Thirty years in the markets have taught me that, by and large, what equity geeks know and understand about macro economics can be fitted on the back of a postage stamp, still leaving room for the complete works of William Shakespeare. So they rallied stocks to the moon and credit indices seemingly reluctantly followed the madding crowd. However, not all was well in the valley. We had nothing but sellers. The street wanted to sell and retail wanted to sell too.
The street is already drawing up the shutters for the summer recess, or at least it is in Europe. It might be July 4th today – the transatlantic cousins will be busily playing with the barbecue and turning their best beef into charcoal while drinking stuff which very nearly challenges the trade descriptions act by labelling itself as “beer”. It signals the official beginning of the summer break which now lasts until Labor Day on the first Monday in September although Wall Street will not properly close down until that very last week of August and maybe the first week in September (Labor Day falls on September 5th this year). However, reducing risk for the summer slowdown is already the prime excuse for the bids to be as flaky as as a teenager’s dandruff.
A RALLY WITHOUT LEGS
This belies the rally. A rally which just about everybody wants to sell into is likely going to prove to have had pretty short legs. True, the Greek parliament did everything it was told to in order to secure its next round of funding, and over the weekend the Eurozone partners finally got out the cheque book and signed it bottom right – just below the bit that said €17.4bn. But we have spent the past three months agreeing that, bailout or no bailout, Greece is ueber-bankrupt. We all said that signing off the final payment of the first bailout and underwriting the second would alter nothing as far as Greece’s overall financial position is concerned. We, the debt guys, all saw the smoke and the mirrors but equity markets didn’t give a toss and bought anything in sight. The bold motto: “If it moves, buy it and if it doesn’t move, buy it till it does….” is being applied again without hindrance.

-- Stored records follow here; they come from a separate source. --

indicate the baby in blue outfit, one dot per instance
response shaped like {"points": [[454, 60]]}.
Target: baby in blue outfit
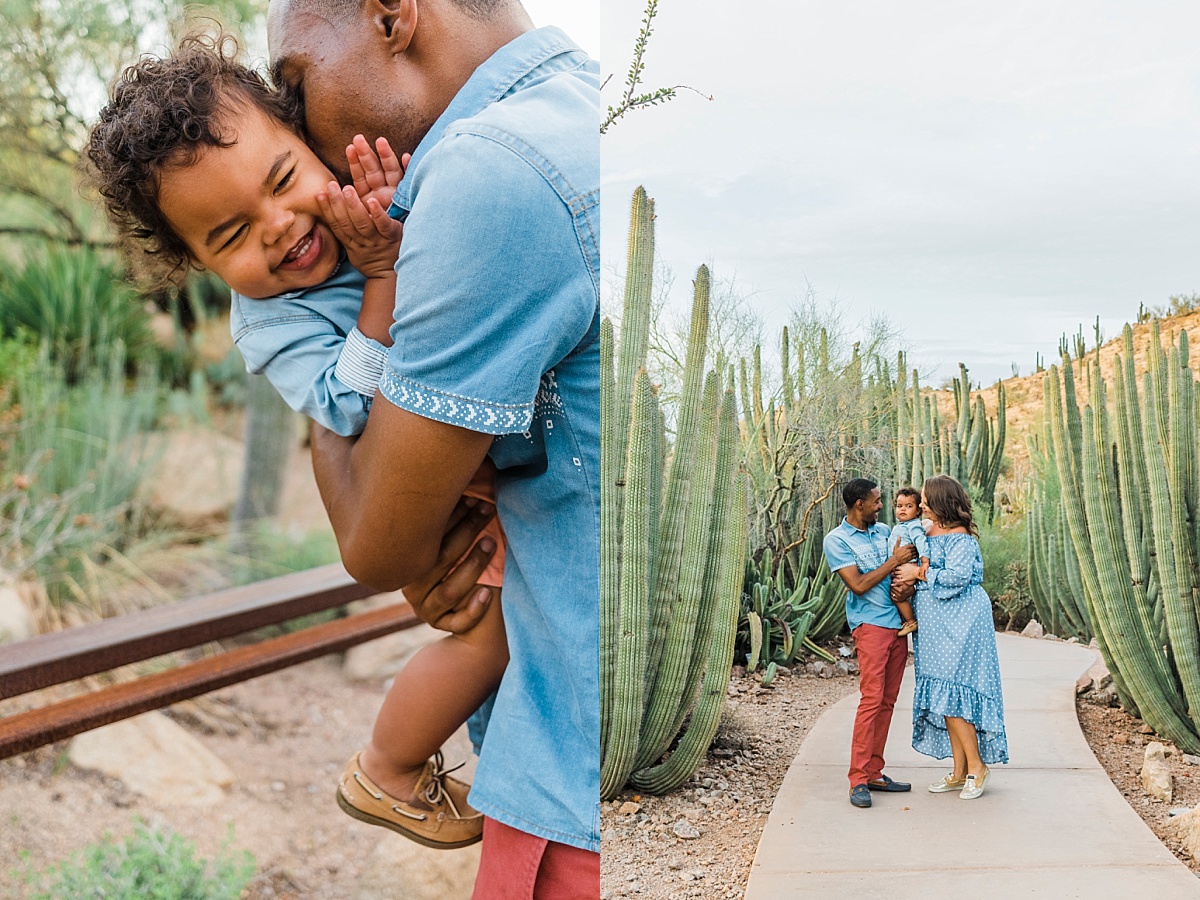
{"points": [[909, 529]]}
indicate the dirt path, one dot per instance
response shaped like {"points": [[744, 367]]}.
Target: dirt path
{"points": [[721, 811], [300, 725]]}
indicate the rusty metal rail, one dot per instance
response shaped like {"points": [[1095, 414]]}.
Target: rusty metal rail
{"points": [[75, 653]]}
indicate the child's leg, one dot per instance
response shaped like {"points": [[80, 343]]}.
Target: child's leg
{"points": [[435, 694]]}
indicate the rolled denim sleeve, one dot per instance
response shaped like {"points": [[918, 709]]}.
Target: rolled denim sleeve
{"points": [[321, 366], [486, 297]]}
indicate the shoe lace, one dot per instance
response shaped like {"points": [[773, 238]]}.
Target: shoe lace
{"points": [[435, 791]]}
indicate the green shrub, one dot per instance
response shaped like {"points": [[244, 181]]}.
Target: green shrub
{"points": [[71, 465], [150, 864], [77, 304]]}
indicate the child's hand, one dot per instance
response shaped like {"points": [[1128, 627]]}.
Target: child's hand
{"points": [[370, 235], [376, 173]]}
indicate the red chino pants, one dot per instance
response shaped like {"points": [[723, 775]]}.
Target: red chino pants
{"points": [[881, 659], [515, 865]]}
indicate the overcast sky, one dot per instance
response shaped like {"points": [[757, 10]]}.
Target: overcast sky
{"points": [[988, 175]]}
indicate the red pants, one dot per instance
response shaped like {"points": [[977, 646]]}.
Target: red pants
{"points": [[881, 658], [516, 865]]}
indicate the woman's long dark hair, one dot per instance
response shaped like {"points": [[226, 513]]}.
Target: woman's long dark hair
{"points": [[948, 503]]}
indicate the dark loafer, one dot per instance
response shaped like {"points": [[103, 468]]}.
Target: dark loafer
{"points": [[886, 784], [859, 797]]}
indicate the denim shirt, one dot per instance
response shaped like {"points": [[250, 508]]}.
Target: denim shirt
{"points": [[498, 330], [867, 550]]}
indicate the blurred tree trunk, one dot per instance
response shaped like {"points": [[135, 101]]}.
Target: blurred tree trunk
{"points": [[270, 432]]}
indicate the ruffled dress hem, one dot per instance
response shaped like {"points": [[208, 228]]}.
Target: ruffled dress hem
{"points": [[935, 699]]}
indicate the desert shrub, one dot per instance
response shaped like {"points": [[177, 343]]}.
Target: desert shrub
{"points": [[71, 463], [1006, 568], [150, 864], [76, 303]]}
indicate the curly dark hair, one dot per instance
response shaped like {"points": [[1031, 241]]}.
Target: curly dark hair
{"points": [[162, 113], [948, 503]]}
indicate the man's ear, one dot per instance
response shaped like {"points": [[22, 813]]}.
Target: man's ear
{"points": [[394, 21]]}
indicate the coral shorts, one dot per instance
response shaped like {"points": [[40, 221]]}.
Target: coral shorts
{"points": [[483, 487], [516, 865]]}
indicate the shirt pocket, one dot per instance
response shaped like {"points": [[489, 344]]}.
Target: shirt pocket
{"points": [[868, 561]]}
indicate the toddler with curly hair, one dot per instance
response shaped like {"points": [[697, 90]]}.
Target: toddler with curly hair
{"points": [[202, 166]]}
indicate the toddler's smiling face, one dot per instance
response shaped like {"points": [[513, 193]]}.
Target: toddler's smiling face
{"points": [[249, 211]]}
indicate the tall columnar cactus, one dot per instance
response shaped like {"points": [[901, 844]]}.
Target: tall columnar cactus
{"points": [[1125, 475], [673, 545], [970, 449], [832, 421]]}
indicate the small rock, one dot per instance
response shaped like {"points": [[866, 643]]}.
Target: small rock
{"points": [[16, 621], [685, 829], [1156, 774], [155, 757], [1186, 828]]}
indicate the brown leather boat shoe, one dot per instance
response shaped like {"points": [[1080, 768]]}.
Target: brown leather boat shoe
{"points": [[438, 816]]}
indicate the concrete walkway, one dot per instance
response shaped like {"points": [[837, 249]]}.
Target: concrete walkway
{"points": [[1050, 825]]}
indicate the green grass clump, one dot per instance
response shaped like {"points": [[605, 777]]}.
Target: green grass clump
{"points": [[150, 864]]}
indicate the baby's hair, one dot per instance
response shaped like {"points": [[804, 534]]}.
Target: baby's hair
{"points": [[163, 113]]}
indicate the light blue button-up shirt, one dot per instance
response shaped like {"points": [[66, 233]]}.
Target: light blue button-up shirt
{"points": [[497, 330], [867, 550]]}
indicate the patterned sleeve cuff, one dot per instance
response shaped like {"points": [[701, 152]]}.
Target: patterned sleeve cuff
{"points": [[471, 413], [361, 363]]}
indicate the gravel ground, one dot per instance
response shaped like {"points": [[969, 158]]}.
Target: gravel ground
{"points": [[1119, 742], [700, 840], [288, 737]]}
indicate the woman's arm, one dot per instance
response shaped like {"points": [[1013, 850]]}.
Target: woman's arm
{"points": [[946, 581]]}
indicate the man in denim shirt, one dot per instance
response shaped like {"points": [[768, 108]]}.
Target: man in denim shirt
{"points": [[496, 352], [857, 551]]}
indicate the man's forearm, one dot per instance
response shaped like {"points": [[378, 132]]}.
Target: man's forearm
{"points": [[861, 582]]}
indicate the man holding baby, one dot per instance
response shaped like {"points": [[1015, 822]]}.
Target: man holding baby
{"points": [[496, 354]]}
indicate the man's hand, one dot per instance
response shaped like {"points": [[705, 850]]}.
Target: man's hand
{"points": [[358, 215], [901, 555], [376, 173], [455, 603], [370, 235], [904, 582]]}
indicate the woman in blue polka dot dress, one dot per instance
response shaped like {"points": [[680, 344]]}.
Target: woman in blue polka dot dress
{"points": [[958, 708]]}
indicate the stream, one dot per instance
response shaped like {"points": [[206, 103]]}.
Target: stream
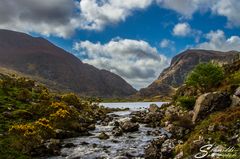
{"points": [[129, 145]]}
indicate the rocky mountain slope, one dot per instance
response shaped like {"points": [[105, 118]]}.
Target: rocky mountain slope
{"points": [[57, 68], [174, 76]]}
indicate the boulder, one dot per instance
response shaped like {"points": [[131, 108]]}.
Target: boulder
{"points": [[128, 126], [54, 146], [153, 151], [63, 134], [237, 92], [235, 101], [103, 136], [117, 131], [168, 148], [153, 108], [210, 102]]}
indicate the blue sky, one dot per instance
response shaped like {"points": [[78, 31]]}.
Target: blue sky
{"points": [[135, 39]]}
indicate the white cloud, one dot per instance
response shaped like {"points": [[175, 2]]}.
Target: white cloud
{"points": [[95, 16], [186, 8], [62, 17], [165, 43], [134, 60], [229, 9], [181, 29], [216, 40]]}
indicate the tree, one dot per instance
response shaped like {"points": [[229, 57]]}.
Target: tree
{"points": [[205, 76]]}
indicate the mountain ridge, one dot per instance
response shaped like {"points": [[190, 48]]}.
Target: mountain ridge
{"points": [[36, 56], [181, 64]]}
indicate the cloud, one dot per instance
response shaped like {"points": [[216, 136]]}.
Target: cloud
{"points": [[181, 29], [95, 16], [186, 8], [44, 17], [134, 60], [216, 40], [229, 9], [63, 17], [165, 43]]}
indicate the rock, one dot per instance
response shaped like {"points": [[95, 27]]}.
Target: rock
{"points": [[168, 148], [128, 126], [153, 119], [69, 145], [91, 127], [235, 101], [84, 143], [103, 136], [196, 144], [7, 114], [210, 102], [153, 150], [63, 134], [179, 155], [53, 146], [117, 131], [237, 92], [153, 108], [211, 128]]}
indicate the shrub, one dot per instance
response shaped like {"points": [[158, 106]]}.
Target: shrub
{"points": [[186, 102], [234, 79], [71, 99], [24, 95], [205, 76]]}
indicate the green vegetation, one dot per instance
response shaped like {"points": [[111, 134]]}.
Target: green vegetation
{"points": [[186, 102], [223, 126], [30, 114], [205, 76]]}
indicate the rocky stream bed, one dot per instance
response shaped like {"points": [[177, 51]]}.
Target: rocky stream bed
{"points": [[114, 137]]}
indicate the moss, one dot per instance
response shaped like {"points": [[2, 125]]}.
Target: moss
{"points": [[186, 102], [225, 126], [32, 114]]}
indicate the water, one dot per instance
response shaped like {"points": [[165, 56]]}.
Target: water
{"points": [[131, 105], [129, 144]]}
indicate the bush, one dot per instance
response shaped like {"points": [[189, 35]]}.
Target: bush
{"points": [[234, 79], [186, 102], [205, 76], [71, 99], [24, 95]]}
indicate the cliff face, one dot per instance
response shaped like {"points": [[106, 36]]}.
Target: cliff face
{"points": [[57, 68], [174, 76]]}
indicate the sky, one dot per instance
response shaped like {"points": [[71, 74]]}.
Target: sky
{"points": [[135, 39]]}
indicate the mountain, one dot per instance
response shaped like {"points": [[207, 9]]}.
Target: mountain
{"points": [[174, 76], [60, 70]]}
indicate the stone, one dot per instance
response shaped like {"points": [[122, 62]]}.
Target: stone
{"points": [[117, 131], [91, 127], [168, 148], [210, 102], [179, 155], [7, 114], [153, 150], [237, 92], [53, 146], [69, 145], [153, 108], [103, 136], [211, 128], [235, 101], [128, 126], [63, 134]]}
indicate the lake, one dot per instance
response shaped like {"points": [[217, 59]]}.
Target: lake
{"points": [[131, 105]]}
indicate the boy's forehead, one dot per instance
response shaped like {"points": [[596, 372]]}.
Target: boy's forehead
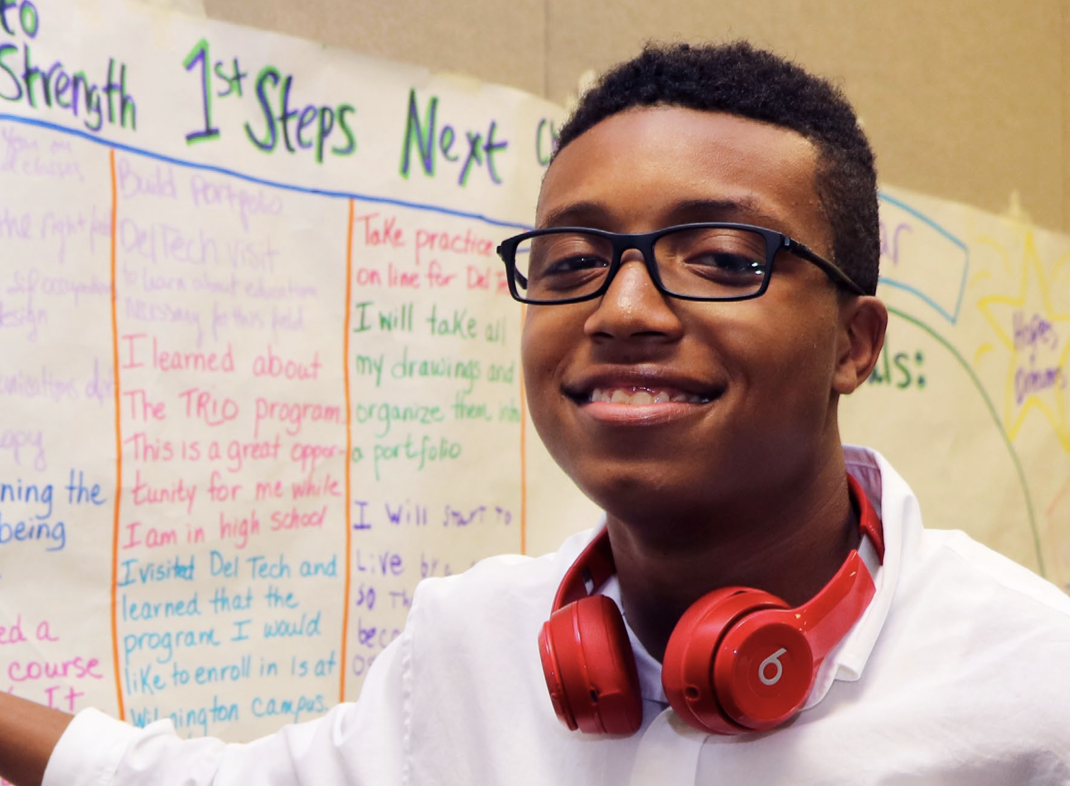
{"points": [[679, 160]]}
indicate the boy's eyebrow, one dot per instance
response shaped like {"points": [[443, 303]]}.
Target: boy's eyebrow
{"points": [[594, 214]]}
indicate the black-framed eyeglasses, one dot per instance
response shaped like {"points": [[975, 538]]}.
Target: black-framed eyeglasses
{"points": [[712, 261]]}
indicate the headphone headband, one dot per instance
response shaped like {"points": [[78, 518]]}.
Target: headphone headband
{"points": [[738, 660]]}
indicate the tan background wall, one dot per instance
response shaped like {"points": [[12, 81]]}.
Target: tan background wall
{"points": [[966, 99]]}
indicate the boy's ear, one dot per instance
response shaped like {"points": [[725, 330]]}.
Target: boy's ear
{"points": [[862, 323]]}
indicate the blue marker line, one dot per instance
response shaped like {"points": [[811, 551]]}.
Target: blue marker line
{"points": [[953, 319], [919, 294], [262, 181]]}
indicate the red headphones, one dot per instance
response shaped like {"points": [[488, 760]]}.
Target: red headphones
{"points": [[739, 660]]}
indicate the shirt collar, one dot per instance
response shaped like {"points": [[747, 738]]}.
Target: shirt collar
{"points": [[898, 509]]}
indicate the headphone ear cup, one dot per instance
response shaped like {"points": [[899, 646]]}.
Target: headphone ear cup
{"points": [[590, 667], [763, 669], [689, 666]]}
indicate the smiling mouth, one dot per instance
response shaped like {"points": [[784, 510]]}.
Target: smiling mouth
{"points": [[636, 396]]}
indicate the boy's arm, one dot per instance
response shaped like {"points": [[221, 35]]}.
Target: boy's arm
{"points": [[28, 734]]}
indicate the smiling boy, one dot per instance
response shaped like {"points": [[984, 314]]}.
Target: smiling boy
{"points": [[762, 604]]}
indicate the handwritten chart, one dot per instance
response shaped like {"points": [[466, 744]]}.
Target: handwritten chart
{"points": [[261, 368], [971, 396]]}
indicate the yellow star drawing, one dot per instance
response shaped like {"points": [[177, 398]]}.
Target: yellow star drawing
{"points": [[1038, 339]]}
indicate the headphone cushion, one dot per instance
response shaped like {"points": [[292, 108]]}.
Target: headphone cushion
{"points": [[590, 667]]}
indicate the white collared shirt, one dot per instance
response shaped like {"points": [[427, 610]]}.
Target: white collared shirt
{"points": [[958, 673]]}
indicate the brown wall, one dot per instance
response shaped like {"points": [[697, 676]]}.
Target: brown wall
{"points": [[966, 99]]}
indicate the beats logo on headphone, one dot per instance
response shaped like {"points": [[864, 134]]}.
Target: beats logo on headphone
{"points": [[739, 660]]}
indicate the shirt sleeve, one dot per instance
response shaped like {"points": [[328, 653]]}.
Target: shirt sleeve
{"points": [[362, 742]]}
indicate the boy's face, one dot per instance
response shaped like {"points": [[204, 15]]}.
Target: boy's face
{"points": [[749, 384]]}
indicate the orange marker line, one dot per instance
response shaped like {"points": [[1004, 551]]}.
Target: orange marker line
{"points": [[523, 457], [119, 441], [349, 452]]}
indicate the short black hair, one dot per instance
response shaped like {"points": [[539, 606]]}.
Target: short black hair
{"points": [[738, 79]]}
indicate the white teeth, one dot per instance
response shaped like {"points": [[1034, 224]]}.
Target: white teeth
{"points": [[639, 396]]}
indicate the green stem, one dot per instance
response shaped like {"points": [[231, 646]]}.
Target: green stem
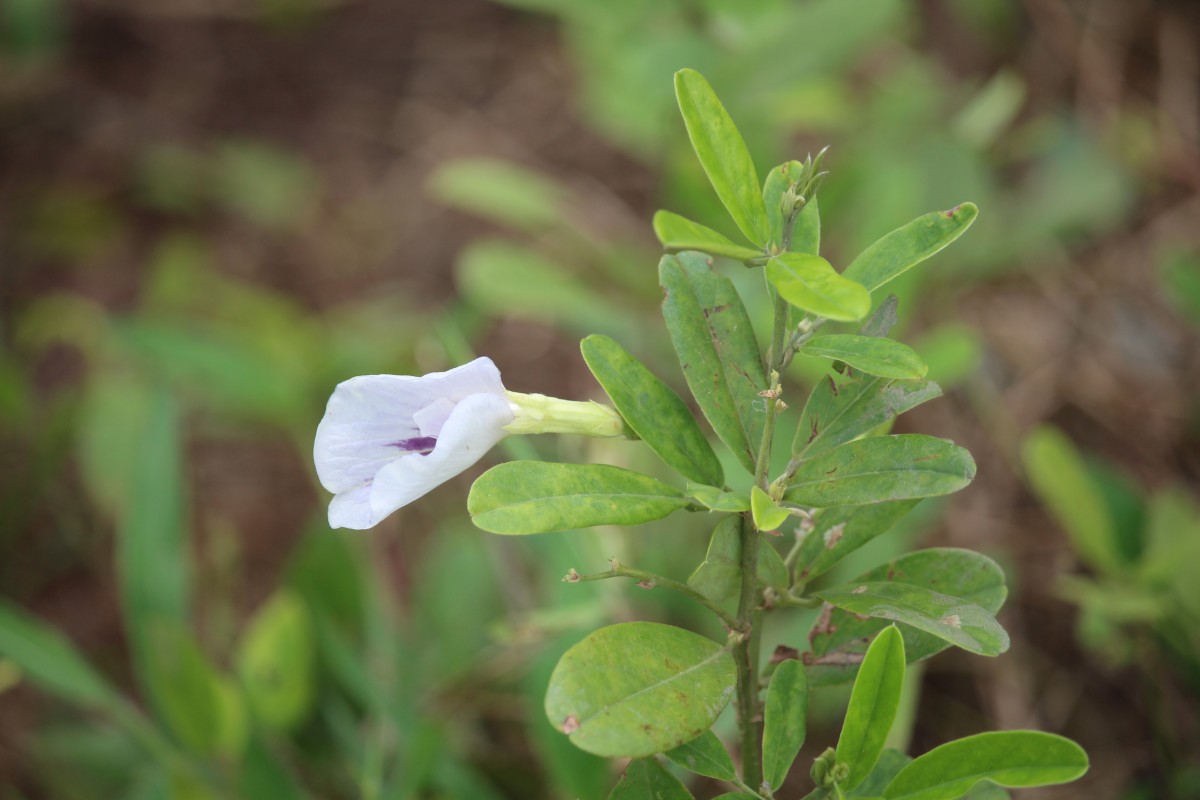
{"points": [[652, 579], [745, 656]]}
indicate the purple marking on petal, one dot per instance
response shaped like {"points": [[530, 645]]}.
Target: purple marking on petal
{"points": [[420, 445]]}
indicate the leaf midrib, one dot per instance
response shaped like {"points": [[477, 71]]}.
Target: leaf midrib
{"points": [[696, 666]]}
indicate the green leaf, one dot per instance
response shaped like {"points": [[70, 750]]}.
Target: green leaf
{"points": [[873, 707], [840, 410], [262, 776], [714, 340], [705, 756], [1060, 479], [48, 659], [276, 662], [501, 191], [1011, 758], [151, 557], [810, 283], [953, 619], [909, 246], [873, 355], [888, 765], [653, 410], [679, 234], [882, 319], [882, 468], [532, 497], [767, 516], [840, 638], [785, 721], [719, 576], [723, 154], [715, 499], [195, 701], [508, 280], [646, 779], [807, 228], [839, 531], [639, 689]]}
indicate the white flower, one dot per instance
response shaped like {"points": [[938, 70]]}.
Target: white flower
{"points": [[385, 440]]}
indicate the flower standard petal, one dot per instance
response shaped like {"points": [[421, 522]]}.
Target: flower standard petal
{"points": [[352, 509], [474, 426], [369, 419]]}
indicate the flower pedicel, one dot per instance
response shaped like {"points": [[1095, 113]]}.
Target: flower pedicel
{"points": [[387, 440]]}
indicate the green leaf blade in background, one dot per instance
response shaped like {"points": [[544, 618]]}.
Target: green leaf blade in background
{"points": [[639, 689], [655, 413], [952, 619], [705, 756], [677, 233], [785, 721], [151, 547], [195, 701], [811, 284], [841, 410], [723, 154], [840, 641], [712, 335], [49, 660], [538, 497], [873, 705], [501, 191], [882, 468], [646, 779], [909, 246], [1059, 476], [1011, 758], [508, 280], [276, 662], [873, 355]]}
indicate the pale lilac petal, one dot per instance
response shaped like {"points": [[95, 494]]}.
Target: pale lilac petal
{"points": [[352, 509], [431, 417], [367, 416], [474, 427]]}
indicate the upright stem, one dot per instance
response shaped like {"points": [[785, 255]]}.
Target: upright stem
{"points": [[745, 655]]}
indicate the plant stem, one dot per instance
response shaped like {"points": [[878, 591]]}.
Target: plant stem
{"points": [[745, 651], [651, 579], [745, 655]]}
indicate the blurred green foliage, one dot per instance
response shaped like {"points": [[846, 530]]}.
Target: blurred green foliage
{"points": [[334, 681]]}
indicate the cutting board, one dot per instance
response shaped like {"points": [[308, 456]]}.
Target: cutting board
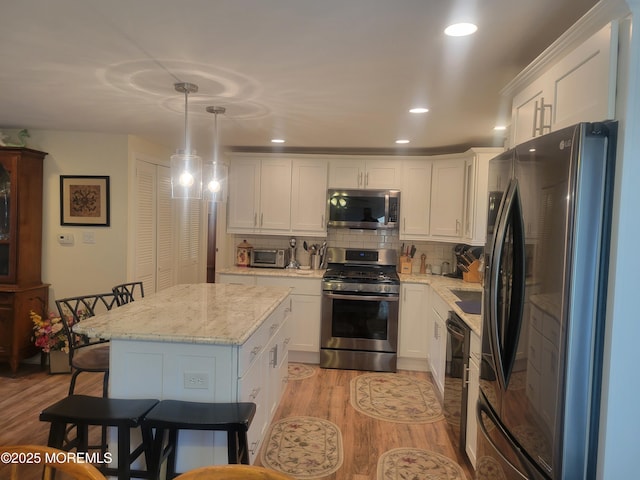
{"points": [[472, 307]]}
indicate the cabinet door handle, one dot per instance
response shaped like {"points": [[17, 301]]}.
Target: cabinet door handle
{"points": [[254, 393]]}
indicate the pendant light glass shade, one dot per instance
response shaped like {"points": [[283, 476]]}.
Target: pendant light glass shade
{"points": [[186, 165], [215, 173]]}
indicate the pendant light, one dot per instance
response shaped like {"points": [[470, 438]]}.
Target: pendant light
{"points": [[186, 165], [216, 171]]}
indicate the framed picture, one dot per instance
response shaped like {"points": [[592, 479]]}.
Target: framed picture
{"points": [[84, 200]]}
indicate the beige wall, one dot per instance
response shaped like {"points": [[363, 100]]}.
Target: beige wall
{"points": [[84, 268]]}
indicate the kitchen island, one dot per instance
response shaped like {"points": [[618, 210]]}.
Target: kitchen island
{"points": [[205, 343]]}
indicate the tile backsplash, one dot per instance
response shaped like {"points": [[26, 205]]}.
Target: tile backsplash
{"points": [[436, 252]]}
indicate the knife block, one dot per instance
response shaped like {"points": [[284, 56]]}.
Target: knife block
{"points": [[473, 275], [405, 264]]}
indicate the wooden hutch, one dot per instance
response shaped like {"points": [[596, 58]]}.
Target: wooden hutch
{"points": [[21, 287]]}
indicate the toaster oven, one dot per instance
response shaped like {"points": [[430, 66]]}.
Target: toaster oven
{"points": [[270, 258]]}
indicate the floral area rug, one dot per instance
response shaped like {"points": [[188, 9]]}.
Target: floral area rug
{"points": [[395, 398], [299, 371], [303, 447], [413, 463]]}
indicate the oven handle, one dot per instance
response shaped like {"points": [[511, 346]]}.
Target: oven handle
{"points": [[361, 297]]}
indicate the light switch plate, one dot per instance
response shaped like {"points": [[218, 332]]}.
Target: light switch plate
{"points": [[196, 380]]}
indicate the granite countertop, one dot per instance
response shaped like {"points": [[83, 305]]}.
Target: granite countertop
{"points": [[443, 286], [205, 313], [273, 272]]}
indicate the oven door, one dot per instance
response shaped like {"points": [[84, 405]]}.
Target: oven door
{"points": [[361, 322]]}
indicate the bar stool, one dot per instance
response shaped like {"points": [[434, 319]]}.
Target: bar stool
{"points": [[84, 411], [174, 415]]}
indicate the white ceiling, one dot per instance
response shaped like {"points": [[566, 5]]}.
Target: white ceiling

This perplexes simple minds in debt and credit markets and the forex guys are left to go with the flow. Most firms I know – be that real money, hedge funds or dealers – have been sitting on trapped longs through the recent crisis, hence they want to use the window of opportunity to get out. I can’t see a clear probability for significant follow-through buying.
The spotty-nosed equity geeks now see limited risk of immediate and serious across-the-board austerity (other than in Greece) and therefore more deficits and lots of juicy profits for corporates. Incidentally, did I see that Italy is planning to deliver a primary surplus within three or four years. What’s “Yer haven’ a laugh, aren’t yer?” in Italian?
CHINESE PMI BLIP
Finally, China’s Manufacturing PMI has dropped from 52.0 in May to 50.9 in June. In the past two years, it has flirted repeatedly with the critical level of 50.0 but it has so far not got there. I see no cause for panic. This is a growing economy and growth never pursues a straight line. Too many people appear to be waiting, with Schadenfreude, for China to trip up. Keep on waiting is my suggestion. As in so many cases, we Westerners should beware of what we wish for. We thought that globalisation would open all markets for our goods. It turned out to be the other way around. Likewise, we get hugely excited about the prospect of a billion Chinese consumers chomping at the bit.
Who will be left to finance our deficits if Li Sixpack decides to consume rather than save?